Why do you want celebrities for Chhath Puja at Juhu beach? HC asks Bihari Front
The Bombay High Court today asked city-based Bihari Front as to why it wants to invite celebrities for taking part in rituals during Chhath Puja
Mumbai: The Bombay High Court today asked city-based Bihari Front as to why it wants to invite celebrities for taking part in rituals during Chhath Puja.
Justice V L Achliya was hearing a petition filed by 'Bihari Front', of which former MP Sanjay Nirupam is also a member, challenging an order passed by the Collector of Mumbai suburban on November 5 prohibiting it from inviting celebrities during the Chhath festival, scheduled to be held on November 17 and 18 at Juhu beach.
The Collector allowed the organisation to hold the puja and erect a platform on the beach for performance of rituals but did not allow it to put up a temporary fence to create a dry zone and invite celebrities.
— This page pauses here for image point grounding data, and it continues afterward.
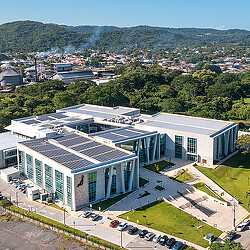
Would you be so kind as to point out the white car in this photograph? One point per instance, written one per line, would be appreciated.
(240, 227)
(122, 226)
(157, 238)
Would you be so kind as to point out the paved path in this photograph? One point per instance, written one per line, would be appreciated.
(99, 229)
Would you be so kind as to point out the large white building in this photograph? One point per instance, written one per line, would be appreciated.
(87, 153)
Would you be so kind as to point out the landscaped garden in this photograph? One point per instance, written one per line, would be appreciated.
(171, 220)
(159, 166)
(233, 176)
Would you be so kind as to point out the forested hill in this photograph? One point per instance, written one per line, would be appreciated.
(36, 36)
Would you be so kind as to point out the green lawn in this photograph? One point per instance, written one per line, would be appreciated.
(161, 164)
(231, 176)
(184, 176)
(202, 187)
(109, 202)
(171, 220)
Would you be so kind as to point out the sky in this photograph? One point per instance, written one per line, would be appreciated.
(218, 14)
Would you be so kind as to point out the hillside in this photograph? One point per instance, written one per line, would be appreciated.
(36, 36)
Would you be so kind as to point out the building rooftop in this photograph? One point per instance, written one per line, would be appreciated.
(185, 123)
(9, 141)
(122, 134)
(77, 152)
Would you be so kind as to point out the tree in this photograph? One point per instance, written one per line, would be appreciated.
(243, 143)
(229, 245)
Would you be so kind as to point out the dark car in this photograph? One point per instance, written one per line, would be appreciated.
(178, 245)
(163, 240)
(114, 223)
(170, 242)
(230, 236)
(143, 233)
(132, 230)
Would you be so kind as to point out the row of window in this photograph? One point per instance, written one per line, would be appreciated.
(191, 147)
(48, 177)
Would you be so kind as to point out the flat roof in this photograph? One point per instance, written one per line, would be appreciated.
(102, 111)
(123, 134)
(77, 152)
(185, 123)
(9, 141)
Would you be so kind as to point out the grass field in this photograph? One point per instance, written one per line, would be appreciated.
(233, 176)
(202, 187)
(109, 202)
(169, 219)
(161, 164)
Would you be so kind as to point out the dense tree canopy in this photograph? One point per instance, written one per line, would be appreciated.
(203, 93)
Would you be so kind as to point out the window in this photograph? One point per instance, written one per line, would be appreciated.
(107, 170)
(29, 160)
(39, 173)
(10, 153)
(48, 178)
(11, 161)
(127, 173)
(113, 183)
(21, 162)
(92, 186)
(178, 146)
(192, 145)
(192, 157)
(163, 144)
(59, 185)
(69, 191)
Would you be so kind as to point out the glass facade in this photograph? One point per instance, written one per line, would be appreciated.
(92, 186)
(21, 162)
(39, 173)
(69, 191)
(113, 182)
(178, 146)
(59, 185)
(48, 178)
(192, 146)
(163, 145)
(11, 152)
(192, 157)
(107, 170)
(29, 161)
(127, 173)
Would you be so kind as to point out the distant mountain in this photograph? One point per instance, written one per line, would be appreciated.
(36, 36)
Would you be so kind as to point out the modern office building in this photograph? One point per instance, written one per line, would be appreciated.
(78, 169)
(87, 153)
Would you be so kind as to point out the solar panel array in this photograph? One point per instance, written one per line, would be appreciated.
(122, 134)
(72, 141)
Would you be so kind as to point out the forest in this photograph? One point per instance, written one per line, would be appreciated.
(206, 92)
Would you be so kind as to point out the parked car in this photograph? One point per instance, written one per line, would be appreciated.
(170, 242)
(132, 230)
(240, 227)
(143, 233)
(122, 226)
(156, 238)
(178, 245)
(149, 236)
(95, 217)
(163, 240)
(246, 222)
(114, 223)
(230, 236)
(86, 214)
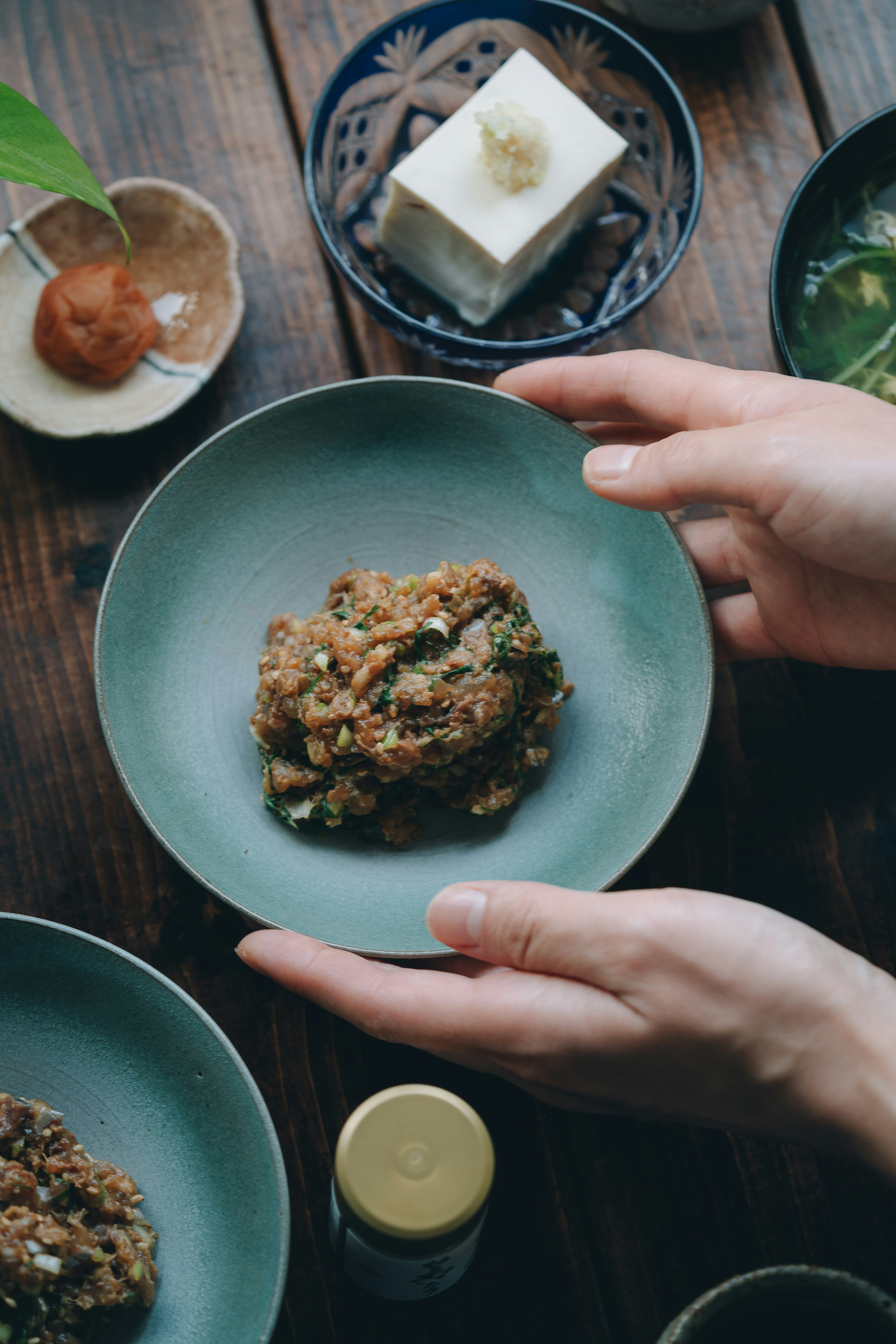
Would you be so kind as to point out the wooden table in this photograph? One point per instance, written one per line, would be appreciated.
(601, 1229)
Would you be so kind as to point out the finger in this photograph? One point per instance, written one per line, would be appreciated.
(739, 631)
(604, 939)
(741, 466)
(481, 1018)
(714, 549)
(660, 390)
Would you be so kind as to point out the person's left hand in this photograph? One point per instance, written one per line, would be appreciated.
(676, 1004)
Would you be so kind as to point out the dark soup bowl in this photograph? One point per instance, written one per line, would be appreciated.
(833, 271)
(398, 85)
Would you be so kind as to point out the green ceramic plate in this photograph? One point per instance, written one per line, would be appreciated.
(397, 474)
(147, 1081)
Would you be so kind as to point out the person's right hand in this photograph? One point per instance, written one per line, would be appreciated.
(807, 472)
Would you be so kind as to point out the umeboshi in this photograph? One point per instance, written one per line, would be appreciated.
(93, 323)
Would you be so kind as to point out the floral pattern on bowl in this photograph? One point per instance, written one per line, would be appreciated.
(424, 77)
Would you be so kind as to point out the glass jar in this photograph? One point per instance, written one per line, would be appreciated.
(413, 1174)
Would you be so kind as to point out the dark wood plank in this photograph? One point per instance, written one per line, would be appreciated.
(792, 804)
(181, 89)
(848, 54)
(758, 139)
(601, 1230)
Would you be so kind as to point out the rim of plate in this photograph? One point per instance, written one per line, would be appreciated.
(498, 349)
(252, 1086)
(210, 443)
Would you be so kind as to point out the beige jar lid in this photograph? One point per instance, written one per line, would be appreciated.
(414, 1162)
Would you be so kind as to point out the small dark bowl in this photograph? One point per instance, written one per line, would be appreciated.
(864, 152)
(408, 76)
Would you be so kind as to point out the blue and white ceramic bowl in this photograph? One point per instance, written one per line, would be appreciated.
(409, 76)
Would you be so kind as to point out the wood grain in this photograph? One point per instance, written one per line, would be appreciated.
(758, 140)
(601, 1229)
(848, 49)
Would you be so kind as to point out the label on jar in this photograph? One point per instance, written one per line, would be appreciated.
(396, 1276)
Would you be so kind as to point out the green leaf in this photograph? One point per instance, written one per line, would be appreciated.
(34, 152)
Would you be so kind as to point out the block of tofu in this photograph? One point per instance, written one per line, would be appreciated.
(453, 226)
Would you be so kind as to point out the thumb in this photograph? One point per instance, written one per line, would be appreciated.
(731, 466)
(532, 927)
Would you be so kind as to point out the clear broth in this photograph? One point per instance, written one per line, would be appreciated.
(846, 318)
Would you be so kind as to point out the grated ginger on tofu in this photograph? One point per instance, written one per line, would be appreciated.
(515, 146)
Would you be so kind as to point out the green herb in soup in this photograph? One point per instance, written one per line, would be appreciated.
(846, 325)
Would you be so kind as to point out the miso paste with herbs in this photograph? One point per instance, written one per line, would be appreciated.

"Why do you (Bihari Front) want to call celebrities for such festivals?" Justice Achliya asked. Advocate Anirudh Garge, appearing for the organisation, told the court that they are only inviting former Lok Sabha Speaker Meira Kumar, who wants to celebrate the festival, and that she is not a celebrity.
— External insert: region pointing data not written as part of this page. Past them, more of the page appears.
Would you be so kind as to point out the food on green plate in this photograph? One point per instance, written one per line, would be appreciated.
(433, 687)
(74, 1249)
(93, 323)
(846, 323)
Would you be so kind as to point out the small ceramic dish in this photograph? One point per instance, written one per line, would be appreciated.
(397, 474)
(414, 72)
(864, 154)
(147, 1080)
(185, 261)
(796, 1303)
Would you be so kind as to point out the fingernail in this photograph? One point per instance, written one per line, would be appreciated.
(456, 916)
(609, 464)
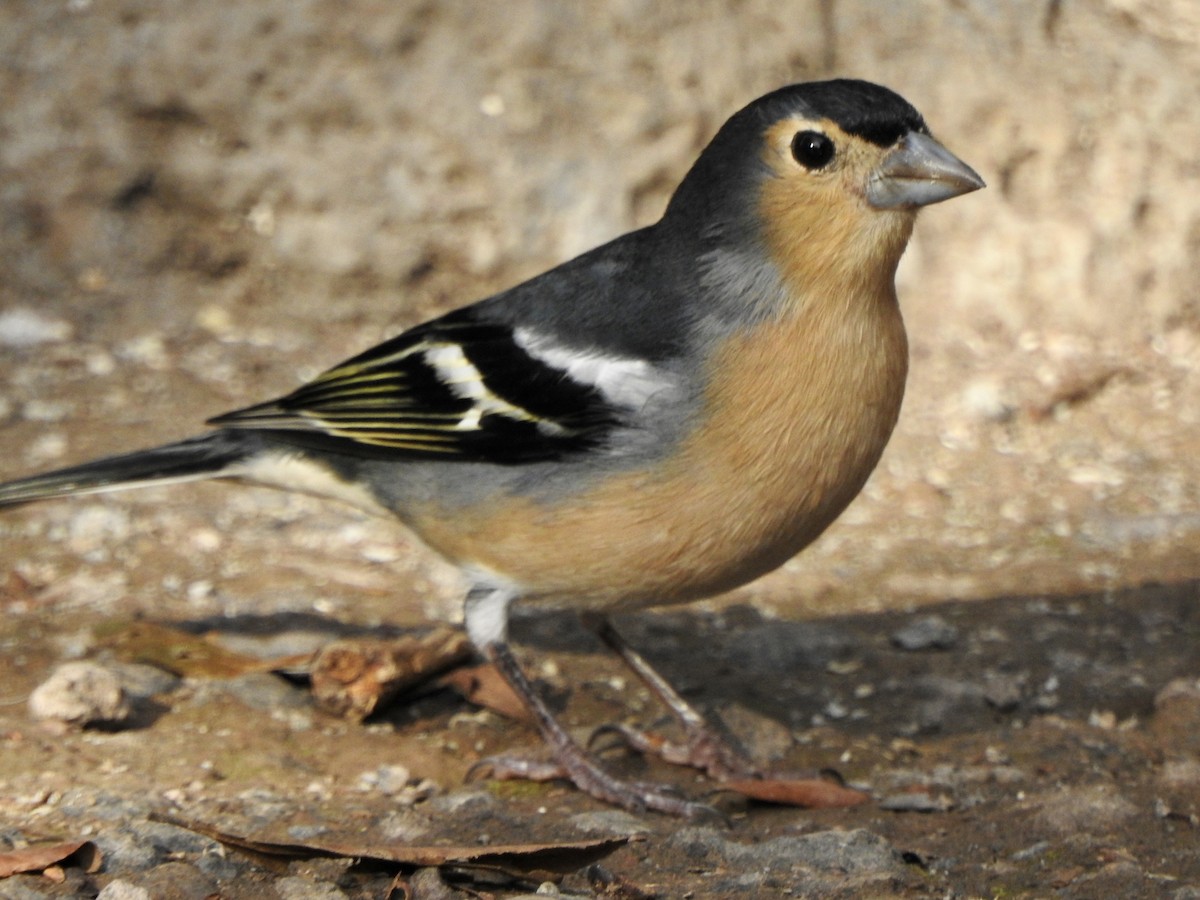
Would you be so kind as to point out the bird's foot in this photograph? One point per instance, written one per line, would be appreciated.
(705, 749)
(588, 777)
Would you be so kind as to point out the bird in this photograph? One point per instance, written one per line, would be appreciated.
(661, 419)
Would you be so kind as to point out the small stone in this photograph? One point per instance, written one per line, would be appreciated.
(297, 888)
(1005, 690)
(24, 328)
(609, 822)
(81, 694)
(123, 891)
(929, 633)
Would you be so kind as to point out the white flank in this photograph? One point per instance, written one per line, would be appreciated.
(624, 381)
(294, 473)
(486, 616)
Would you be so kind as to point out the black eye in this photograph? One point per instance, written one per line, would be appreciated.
(813, 149)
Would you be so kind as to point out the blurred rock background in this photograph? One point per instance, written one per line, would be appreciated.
(202, 203)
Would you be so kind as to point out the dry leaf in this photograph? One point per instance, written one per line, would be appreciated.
(808, 792)
(353, 678)
(184, 653)
(484, 687)
(532, 861)
(43, 857)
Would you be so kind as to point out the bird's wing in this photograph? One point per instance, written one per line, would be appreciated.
(459, 388)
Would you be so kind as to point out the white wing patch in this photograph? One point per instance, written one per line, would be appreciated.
(461, 376)
(623, 381)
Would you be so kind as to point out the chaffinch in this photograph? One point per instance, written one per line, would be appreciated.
(661, 419)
"We have been celebrating the festival for the last 18 years at Juhu beach and till date there has not been any complaint of violation of the rules and conditions imposed on us," he said.
The petition further claimed that it is the discretion of the organisation whether or not to invite celebrities and the authority concerned cannot dictate terms after granting permission.
The court today posted the petition for hearing on November 16 before a regular bench of the high court.
Last month, the HC had refused to grant permission to cultural organisation 'Mann Ranglo' to hold Chhath Puja after observing that an end needs to be put to celebration of festivals with songs and dances, instead of rituals.
Mann Ranglo approached the HC after the Collector refused it permission on the ground that it had violated noise pollution rules and other conditions laid down when permission was granted previously.